- Theatrical Release Poster
- Directed by: David Hemmings
- Written by: Clive Exton David Hemmings (screenplay) Hugo Butler (adaptation)
- Based on: Running Scared by Gregory Mcdonald
- Produced by: Stanley O'Toole Gareth Wigan
- Starring: Robert Powell Gayle Hunnicutt
- Cinematography: Ernest Day
- Edited by: Ralph Sheldon
- Music by: Michael J. Lewis
- Color process: Technicolor
- Production company: Wigan-Hemmings-O'Toole
- Distributed by: Paramount British Pictures
- Release date: May 1972;
- Running time: 98 minutes
- Country: United Kingdom
- Language: English

= Running Scared (1972 film) =

Running Scared is a 1972 British drama film directed and co-written by David Hemmings. This was Hemmings' only film as a writer, and his first time directing. It was based on the 1964 novel of the same name written by Gregory Mcdonald.

==Plot==
Tom Betancourt (Robert Powell), a student at Cambridge University, leaves after having watched his best friend commit suicide by slashing his wrists. On principle, Tom refused to interfere, having discussed the matter with his friend, who had insisted that the suicide was his choice and that he did not wish it to be prevented.

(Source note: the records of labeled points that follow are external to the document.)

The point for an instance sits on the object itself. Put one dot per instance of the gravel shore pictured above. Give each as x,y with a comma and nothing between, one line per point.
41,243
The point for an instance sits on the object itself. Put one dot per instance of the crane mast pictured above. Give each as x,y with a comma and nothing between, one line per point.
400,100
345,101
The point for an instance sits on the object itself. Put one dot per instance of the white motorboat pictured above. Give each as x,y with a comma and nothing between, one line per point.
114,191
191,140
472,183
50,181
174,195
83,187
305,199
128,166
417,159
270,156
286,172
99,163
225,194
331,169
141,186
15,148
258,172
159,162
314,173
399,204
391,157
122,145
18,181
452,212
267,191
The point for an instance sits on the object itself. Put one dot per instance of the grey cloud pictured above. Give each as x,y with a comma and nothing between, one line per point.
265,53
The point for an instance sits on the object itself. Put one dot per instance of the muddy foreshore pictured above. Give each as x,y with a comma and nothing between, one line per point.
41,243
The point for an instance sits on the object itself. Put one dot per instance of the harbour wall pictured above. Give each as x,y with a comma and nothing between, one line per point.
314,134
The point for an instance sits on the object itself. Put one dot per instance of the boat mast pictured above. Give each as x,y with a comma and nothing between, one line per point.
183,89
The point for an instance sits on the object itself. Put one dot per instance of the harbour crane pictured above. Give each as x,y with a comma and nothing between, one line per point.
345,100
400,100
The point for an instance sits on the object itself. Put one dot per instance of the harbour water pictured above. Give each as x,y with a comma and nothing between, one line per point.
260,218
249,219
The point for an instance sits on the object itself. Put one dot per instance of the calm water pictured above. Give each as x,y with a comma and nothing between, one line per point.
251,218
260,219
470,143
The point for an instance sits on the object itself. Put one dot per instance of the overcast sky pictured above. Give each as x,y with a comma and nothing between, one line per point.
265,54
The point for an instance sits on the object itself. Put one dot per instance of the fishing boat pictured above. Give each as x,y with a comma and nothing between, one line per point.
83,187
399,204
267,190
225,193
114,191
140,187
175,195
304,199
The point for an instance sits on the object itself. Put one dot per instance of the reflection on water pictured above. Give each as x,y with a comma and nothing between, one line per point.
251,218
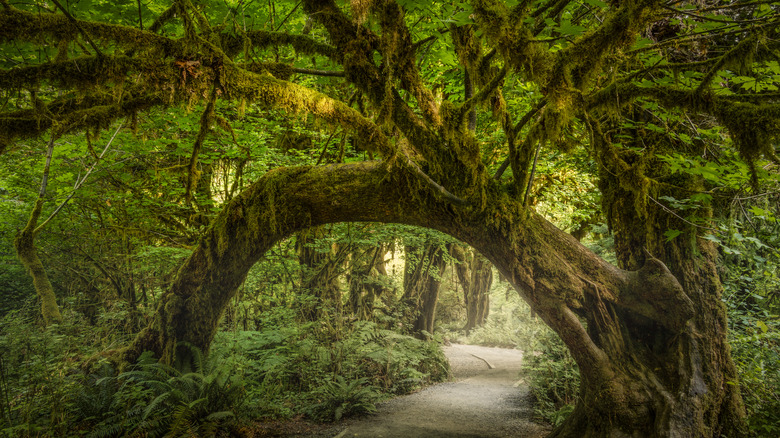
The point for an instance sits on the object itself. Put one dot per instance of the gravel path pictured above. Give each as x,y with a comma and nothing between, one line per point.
485,400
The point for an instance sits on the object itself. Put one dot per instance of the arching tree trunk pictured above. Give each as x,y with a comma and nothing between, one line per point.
637,321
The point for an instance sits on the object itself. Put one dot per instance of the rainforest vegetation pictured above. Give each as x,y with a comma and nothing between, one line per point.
218,213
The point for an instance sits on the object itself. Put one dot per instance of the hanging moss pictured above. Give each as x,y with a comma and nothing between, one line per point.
82,73
302,44
18,25
295,98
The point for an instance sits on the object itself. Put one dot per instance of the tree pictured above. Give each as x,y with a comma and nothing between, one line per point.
648,335
476,276
423,270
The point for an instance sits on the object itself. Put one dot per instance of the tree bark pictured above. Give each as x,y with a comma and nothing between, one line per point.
629,385
476,276
422,282
319,276
364,284
28,255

Tom then visits his friend's parents under an assumed name, and falls in love with the dead boy's sister (Gayle Hunnicutt). A complicated affair ensues.

==Cast==
- Robert Powell as Tom Betancourt
- Gayle Hunnicutt as Ellen Case
- Barry Morse as Mr. Case
- Stephanie Bidmead as Mrs. Case
- Edward Underdown as Mr. Betancourt
- Maxine Audley as Mrs. Betancourt
- Georgia Brown as Sarah
- Ben Howard as Charlie
- Paul Williamson as John
- John Bailey as Inspector
- John Franklyn-Robbins as Dean
- Terrence Hardiman as Doctor
- Bernard Kay as Mr. Willis
- Andy Bradford as Casey
- Joseph Greig as Porter

==Production==
===Filming===
Gregory Mcdonald's original novel takes place between Harvard University and Long Island. The film switches the location from Cambridge, Massachusetts to Cambridge, England.

Filmed on location in Braunston, mainly around the canal and marina. Other filming took place in high street, Daventry, at Bilton Grange and at Oundle School in Northamptonshire. The film crew spent most of the summer of 1971 there and local people were asked to be extras. A film camera was positioned on top of the then disused windmill to film Robert Powell in the Austin-Healey sports car being driven through the village. The windmill was also used as the "base" for the crew.

===Casting===
Heather MacRae was originally cast as Ellen Case and began location filming until she was fired by Hemmings for being unable to perform, possibly for drug reasons. Although not ideally suited for the role, Gayle Hunnicutt was drafted in to take it on at short notice.

==Release==

Running Scared opened at the Plaza Cinema, Lower Regent Street, London on 27 April 1972. It ran for two weeks before being withdrawn having taken only £2,302. It then got a circuit release as supporting feature to Play It Again, Sam, playing the ABC cinemas Brixton and Bayswater and the Classic cinema in Hampstead.

===Loss===
The film has screened on British television once, on BBC Two on 23 July 1978. As at 2020 it has never had a VHS or DVD release although it is understood that 16mm prints were struck.

Local interest in Running Scared is surprisingly strong. For an exhibition at the 2010 Braunston Festival photographs taken during filming, as well as press cuttings, original scripts and posters were displayed to the public. The original film was intended to be shown but unfortunately this was not the case at that time. Due to the interest shown, a larger exhibition and possible documentary (with input from local residents) was planned for the 40th anniversary of the making of the film in summer 2011.

In December 2011, the film was shown twice in Braunston Village Halls; lead actress Gayle Hunnicutt was present at the screening and claimed it was the first time she had seen the film in its entirety.

As of 2020 the copyright has yet to be determined.

===Reception===
Tom Milne, reviewing the film in The Times, commented that it "somehow fritters itself away into long, broody pauses and soulful searchings". Several sequences, on the other hand, were "done with a razor-sharp incisiveness that would not have shamed Losey and Pinter ... on balance, it seems worth risking the tedium to watch a born director at work".

The British periodical Films and Filming noted the influence of Michelangelo Antonioni and stated "the lifelike and somewhat enigmatic nature of the story is seemingly based on an assumption of intelligence in the audience which is far in advance of the UK film making norm" of the time. It rated Running Scared three stars for "not to be missed".